Perimeter security
Firewalls introduction

One of the most widely deployed and publicized security measures in use on the Internet is a "firewall". Firewalls have been given the reputation of a general panacea for many, if not all, of the Internet security issues. They are not. Firewalls are just another tool in the quest for system security. The level of security that a firewall provides can vary as much as the level of security on a particular machine. There are the traditional trade-offs between security, ease of use, cost, complexity, etc.

A firewall is a device, which is used to manage and secure network traffic between networks with different level of trustworthiness and security using predefined rules for communication between networks, which it separates. Formerly, these rules consisted only of source and destination identification (source and destination address of a network/device) and source and network port. Nowadays, modern firewalls operate with session state information and with knowledge of monitored protocols.

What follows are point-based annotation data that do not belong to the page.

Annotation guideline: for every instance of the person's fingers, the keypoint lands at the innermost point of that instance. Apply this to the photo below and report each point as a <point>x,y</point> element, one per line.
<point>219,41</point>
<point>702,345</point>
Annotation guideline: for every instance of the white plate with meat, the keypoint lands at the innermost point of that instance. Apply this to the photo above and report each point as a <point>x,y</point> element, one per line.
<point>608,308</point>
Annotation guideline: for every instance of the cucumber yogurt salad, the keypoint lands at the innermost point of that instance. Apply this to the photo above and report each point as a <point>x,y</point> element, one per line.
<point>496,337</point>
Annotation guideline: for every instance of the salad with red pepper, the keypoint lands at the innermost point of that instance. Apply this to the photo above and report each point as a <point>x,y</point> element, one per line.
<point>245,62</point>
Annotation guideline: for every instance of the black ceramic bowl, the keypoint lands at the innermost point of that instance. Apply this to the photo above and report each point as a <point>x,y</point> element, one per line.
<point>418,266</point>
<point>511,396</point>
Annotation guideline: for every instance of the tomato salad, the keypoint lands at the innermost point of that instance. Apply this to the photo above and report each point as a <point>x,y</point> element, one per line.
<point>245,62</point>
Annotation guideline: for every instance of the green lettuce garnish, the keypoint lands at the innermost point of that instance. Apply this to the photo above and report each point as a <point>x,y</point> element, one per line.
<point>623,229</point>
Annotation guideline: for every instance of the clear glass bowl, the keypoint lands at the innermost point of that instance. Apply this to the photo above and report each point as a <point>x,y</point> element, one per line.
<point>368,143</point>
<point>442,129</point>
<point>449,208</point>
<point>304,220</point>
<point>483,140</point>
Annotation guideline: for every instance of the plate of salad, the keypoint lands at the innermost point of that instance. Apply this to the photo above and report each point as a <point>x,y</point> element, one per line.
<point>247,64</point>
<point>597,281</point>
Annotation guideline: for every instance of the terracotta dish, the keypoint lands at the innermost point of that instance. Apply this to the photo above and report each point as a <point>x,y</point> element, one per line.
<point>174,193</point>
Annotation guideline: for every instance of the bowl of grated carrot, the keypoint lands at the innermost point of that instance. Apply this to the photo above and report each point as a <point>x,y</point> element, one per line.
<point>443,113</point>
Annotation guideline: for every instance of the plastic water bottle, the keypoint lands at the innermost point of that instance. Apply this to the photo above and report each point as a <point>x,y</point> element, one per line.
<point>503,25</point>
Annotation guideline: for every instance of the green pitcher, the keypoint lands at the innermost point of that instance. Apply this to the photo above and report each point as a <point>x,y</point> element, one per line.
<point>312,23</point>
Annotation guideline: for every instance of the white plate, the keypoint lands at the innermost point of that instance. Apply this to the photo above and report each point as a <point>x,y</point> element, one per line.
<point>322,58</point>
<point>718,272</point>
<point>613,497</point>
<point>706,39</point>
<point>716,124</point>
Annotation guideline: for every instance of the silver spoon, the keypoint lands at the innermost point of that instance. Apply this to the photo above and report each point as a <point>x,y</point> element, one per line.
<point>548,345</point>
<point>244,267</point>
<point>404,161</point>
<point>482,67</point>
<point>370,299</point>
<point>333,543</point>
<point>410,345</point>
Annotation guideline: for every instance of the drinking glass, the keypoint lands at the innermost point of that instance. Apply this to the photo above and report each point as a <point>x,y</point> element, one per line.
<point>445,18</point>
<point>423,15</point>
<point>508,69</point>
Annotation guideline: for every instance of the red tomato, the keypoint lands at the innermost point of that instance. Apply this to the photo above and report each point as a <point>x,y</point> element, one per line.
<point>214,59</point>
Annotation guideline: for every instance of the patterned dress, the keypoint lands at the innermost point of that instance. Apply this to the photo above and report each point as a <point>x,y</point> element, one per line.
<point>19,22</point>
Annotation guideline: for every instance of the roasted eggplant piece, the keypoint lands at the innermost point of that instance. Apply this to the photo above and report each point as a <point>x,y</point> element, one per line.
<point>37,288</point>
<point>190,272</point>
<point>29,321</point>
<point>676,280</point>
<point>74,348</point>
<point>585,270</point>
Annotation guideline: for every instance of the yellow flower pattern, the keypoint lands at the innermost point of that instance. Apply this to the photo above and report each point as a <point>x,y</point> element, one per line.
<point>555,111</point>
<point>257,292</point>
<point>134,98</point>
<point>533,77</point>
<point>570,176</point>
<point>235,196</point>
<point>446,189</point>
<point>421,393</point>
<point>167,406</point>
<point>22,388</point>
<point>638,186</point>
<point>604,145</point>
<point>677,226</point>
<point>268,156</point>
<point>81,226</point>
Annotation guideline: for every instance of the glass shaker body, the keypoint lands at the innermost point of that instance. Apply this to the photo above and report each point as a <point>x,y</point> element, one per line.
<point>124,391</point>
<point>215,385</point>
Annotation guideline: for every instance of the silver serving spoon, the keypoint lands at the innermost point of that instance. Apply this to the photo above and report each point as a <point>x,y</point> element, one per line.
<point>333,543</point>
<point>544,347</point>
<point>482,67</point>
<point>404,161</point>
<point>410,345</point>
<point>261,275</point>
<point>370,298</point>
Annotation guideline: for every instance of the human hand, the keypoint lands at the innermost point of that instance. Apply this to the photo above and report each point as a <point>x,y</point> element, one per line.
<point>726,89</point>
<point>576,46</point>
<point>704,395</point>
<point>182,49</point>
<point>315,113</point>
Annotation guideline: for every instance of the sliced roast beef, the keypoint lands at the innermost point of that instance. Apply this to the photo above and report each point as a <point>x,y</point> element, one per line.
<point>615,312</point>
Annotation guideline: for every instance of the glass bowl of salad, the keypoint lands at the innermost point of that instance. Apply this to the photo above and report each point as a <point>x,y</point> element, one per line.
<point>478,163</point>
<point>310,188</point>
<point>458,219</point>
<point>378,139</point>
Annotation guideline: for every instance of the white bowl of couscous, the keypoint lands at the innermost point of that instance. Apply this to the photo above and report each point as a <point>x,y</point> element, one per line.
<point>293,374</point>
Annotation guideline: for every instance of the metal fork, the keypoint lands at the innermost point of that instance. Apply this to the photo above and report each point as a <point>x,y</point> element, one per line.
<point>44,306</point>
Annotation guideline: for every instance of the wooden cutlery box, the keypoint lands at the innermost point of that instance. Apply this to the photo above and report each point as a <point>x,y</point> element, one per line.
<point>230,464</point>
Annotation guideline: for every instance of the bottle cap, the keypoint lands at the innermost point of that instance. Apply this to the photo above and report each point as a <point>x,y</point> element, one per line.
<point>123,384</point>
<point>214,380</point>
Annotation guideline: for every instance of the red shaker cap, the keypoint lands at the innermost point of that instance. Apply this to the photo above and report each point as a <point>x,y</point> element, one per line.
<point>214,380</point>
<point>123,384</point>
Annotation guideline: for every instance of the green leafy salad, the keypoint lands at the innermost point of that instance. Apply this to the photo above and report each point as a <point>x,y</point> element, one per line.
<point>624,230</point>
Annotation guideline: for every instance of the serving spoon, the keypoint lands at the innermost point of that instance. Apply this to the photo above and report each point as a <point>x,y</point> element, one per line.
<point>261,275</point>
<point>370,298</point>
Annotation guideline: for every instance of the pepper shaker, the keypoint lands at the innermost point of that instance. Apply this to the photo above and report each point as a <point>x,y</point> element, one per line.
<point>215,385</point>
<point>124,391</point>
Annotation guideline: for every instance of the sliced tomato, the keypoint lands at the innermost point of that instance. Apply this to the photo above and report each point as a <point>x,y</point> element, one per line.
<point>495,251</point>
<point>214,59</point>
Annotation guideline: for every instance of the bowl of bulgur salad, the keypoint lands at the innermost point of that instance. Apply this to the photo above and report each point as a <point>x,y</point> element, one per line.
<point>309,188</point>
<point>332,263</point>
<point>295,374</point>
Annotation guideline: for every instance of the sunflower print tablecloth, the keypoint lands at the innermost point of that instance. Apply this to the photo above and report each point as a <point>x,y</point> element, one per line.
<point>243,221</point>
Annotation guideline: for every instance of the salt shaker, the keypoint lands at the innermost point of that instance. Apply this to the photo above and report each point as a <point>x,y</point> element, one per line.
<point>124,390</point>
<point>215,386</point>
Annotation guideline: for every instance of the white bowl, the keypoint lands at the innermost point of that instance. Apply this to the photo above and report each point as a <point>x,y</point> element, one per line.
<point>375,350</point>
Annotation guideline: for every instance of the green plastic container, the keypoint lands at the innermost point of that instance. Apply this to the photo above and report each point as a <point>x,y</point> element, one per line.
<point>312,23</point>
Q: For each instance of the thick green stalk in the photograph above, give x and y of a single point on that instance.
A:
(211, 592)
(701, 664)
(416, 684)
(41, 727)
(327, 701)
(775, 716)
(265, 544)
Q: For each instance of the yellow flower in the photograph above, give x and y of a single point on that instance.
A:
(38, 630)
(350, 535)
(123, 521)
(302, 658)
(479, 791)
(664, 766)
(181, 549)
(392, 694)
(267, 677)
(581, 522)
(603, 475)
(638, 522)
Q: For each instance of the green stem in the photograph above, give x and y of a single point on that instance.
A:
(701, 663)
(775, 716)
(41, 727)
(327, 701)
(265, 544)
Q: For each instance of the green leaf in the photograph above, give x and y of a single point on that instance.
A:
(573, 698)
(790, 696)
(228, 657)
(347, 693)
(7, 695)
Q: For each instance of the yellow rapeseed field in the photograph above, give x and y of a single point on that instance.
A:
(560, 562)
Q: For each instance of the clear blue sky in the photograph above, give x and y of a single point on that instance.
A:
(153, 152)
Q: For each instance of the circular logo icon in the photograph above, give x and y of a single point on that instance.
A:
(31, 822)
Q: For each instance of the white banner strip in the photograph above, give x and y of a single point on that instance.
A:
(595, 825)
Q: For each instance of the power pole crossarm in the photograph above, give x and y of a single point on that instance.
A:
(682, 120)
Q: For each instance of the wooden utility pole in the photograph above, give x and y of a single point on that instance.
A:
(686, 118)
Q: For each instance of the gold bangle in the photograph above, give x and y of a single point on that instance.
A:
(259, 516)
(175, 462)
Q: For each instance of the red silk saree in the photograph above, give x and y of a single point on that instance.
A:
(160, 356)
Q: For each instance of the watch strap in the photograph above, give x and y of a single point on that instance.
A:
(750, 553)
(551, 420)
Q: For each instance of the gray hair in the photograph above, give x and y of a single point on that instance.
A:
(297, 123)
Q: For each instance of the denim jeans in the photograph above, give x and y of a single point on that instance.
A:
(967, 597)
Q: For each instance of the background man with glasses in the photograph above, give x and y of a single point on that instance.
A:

Before we can install a firewall, the organization, which is to be protected, is adviced to define a set of rules to ensure the protection of its assets, computer systems, personal information and other sensitive data. This set of rules is denoted as the security policy.. Such document ensures, that in the whole company’s network will abide by the same and unified rules, which will the device administrators follow.

A firewall can do two things. It can either block communication or permit it. I tis important to realize, that to prevent the illegal network activities to spread, it is always advantageous to monitor the incomming traffic as well as the outgoing traffic leaving the specific network.

Firewalls can be cathegorized as follows:

Packet filters are the spiplest and oldest form of traffic security. They work with source and destination address and port information only, i.e. at the third (network) and fourth (transport) layer of ISO/OSI model. Because their advantage is the processing speed, this security principle is used till now.

Application gateways or Proxy servers are used to monitor sessions initiated by client applications. The gateway acts as a mediator between the client and the destination server, thus the original session is divided into two: client–gateway and gateway–server. This enables to filter requests targeting specific destination devices. The inspection is done at the seventh (application) layer of the ISO/OSI model.

Statefull packet filters, compared to the classical (stateless) packet filters, store information about already allowed sessions, which use for further evaluation of further packets, whcih are related to the already allowed packet (resp. session). This is not only faster, but also makes the configuration efficient, as i tis sufficient tot set up only one direction and the returning reply packets will be automatically allowed.

Statefull packet filters with protocol inspection are modern stateful filters, which, beside the session information and ability to dynamically open ports for control and data sessions of known complex protocols, enable to monitor (inspect) the sessions up to the application layer data of known protocols. Therefore, it enables to reveal attempts to establish a hypertext protocol session (HTTP), while it is not a valid WWW server request, but it is a tunneling of a completely different protocol (a different application trying to communication on the same port).